Ouch! In my experience the primary drivers for this kind of success rate are:
- Implementation under sold up front. A commonly acceptable minimum ratio between software and implementation cost is 1:1, and this can easily go to 1:2 if you are implementing peripheral functionality like Advanced Planning and Scheduling or Factory Floor Data Collection.
- Implementation Consultant is inexperienced or simply not that good. This is a big driver for cost overruns. The consultant is on the clock and burning through your implementation budget. How fast he or she can dissect a problem, define, and implement a solution is key. What happens here is that we eat up the implementation budget and end up with a partially installed system, or at best, a system with just basic vanilla functionality.
- Ineffective on site project management. Implementing an ERP system takes a ton of customer supplied resource and a solid customer on site project manager to ensure all the the things that need doing between consultant sessions are being done. Without a good plan and solid on site management of that plan the schedule invariably slips until top management steps in and forces the implementation regardless of outstanding issues. We go in with less than desirable and inefficient problem workarounds or worse.

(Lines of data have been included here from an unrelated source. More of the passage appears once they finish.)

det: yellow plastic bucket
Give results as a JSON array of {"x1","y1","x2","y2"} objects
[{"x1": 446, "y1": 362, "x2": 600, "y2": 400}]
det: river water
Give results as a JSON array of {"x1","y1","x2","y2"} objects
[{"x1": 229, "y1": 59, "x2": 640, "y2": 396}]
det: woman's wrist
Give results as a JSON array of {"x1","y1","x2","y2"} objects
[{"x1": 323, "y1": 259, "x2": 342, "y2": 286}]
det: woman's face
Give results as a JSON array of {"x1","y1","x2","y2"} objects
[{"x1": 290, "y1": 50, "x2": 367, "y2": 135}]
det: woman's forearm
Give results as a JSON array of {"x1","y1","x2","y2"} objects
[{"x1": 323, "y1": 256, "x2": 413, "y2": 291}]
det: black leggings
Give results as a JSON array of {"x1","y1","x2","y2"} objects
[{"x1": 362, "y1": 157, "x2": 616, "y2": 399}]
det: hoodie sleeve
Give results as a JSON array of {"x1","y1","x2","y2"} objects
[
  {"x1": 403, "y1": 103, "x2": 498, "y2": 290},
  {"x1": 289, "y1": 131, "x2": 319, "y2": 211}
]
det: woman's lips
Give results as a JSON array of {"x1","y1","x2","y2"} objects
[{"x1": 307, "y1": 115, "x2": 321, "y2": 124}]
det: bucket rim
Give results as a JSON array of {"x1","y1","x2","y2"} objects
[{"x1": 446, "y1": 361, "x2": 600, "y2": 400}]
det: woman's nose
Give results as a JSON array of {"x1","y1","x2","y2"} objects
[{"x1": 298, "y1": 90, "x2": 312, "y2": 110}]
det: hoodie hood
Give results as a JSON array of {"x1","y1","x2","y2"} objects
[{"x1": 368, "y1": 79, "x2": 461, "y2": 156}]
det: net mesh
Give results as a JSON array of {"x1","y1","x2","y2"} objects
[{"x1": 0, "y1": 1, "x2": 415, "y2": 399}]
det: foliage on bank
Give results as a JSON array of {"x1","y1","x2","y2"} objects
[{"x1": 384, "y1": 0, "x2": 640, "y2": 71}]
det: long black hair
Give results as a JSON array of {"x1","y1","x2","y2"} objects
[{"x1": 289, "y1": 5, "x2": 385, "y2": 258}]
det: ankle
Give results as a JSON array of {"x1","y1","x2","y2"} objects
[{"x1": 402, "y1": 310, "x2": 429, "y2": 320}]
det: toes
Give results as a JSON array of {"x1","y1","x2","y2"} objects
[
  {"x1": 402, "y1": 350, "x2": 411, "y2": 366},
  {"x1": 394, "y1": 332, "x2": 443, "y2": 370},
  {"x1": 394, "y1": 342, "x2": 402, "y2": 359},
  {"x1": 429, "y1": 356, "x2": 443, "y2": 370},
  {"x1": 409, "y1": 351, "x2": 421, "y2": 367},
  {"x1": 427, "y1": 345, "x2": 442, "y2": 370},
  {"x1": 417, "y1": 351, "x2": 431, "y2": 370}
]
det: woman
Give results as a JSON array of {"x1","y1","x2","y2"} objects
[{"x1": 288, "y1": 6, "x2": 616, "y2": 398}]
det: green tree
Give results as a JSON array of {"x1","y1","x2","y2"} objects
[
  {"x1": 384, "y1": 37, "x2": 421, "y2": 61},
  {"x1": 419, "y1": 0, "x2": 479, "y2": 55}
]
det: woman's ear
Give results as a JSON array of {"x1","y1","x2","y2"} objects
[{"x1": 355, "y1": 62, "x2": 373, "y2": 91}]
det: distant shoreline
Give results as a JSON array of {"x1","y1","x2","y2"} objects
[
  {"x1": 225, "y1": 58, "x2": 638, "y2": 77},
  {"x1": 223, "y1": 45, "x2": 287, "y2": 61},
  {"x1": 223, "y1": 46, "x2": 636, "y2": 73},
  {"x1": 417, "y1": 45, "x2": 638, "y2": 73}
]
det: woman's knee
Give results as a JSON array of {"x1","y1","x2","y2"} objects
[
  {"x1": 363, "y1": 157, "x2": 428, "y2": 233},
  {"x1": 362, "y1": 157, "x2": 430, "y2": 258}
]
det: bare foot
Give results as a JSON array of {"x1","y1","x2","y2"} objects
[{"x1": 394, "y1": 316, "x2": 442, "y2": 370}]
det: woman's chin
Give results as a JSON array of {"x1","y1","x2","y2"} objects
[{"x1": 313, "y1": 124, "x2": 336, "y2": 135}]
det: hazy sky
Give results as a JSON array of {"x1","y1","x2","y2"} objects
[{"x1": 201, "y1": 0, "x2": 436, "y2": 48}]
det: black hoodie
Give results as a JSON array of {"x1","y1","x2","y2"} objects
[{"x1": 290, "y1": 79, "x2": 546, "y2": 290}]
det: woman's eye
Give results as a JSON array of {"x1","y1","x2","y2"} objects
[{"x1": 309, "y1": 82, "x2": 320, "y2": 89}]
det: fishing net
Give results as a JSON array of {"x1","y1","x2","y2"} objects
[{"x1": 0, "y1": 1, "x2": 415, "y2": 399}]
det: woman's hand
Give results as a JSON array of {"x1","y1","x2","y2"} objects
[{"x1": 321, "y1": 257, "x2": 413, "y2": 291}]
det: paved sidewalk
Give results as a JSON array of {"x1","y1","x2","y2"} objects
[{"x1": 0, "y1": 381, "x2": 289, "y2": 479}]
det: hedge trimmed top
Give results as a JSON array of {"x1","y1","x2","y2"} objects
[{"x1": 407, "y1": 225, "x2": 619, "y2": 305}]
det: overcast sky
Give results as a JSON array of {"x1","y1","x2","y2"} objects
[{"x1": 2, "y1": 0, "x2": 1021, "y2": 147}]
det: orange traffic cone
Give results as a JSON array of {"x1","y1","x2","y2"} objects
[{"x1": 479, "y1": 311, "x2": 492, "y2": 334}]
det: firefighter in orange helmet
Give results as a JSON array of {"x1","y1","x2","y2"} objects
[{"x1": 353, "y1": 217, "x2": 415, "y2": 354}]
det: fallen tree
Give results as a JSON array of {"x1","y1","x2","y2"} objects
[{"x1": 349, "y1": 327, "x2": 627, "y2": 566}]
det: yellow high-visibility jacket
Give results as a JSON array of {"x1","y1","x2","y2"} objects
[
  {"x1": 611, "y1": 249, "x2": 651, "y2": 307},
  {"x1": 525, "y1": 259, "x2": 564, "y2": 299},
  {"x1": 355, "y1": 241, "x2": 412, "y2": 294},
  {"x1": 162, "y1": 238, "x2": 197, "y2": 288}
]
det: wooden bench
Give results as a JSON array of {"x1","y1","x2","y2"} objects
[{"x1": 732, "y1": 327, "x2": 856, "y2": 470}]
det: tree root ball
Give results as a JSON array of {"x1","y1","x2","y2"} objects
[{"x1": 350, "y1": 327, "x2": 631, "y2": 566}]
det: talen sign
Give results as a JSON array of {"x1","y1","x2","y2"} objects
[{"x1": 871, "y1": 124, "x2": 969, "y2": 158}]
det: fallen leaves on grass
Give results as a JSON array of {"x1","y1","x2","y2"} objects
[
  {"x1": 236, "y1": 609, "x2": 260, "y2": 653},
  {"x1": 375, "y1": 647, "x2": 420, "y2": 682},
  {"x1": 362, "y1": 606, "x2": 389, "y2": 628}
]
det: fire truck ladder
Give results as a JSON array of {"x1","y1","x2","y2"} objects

Once we have ‘gone live’, and the consultant budget has been spent, it is generally a long time before management is willing to throw any money at a new system they just implemented. So we struggle along, develop work-around’s, use just a portion of system functionality, and are just plain inefficient in our system use.
Can we get a ‘do over’?
The good news is no company needs a total ‘do over’. What you do need is to re-model your system use process with an expert. Call it Re-Implementation, business process analysis, or Post-Implementation review. Whatever you call it, it involves running through your business processes as relates to system use and identifying that ‘low hanging fruit’ where a change in process or minor system tailoring affords a sizable and immediate payback.
Industry experts agree; The majority of the anticipated payback in any ERP system project is realized as a result of a Post-Implementation review and ‘system tuning’ that will occur as a result of this process. Now armed with months, or sometimes years of system use experience, a company will be much better positioned to work through issues that were set aside during the initial implementation.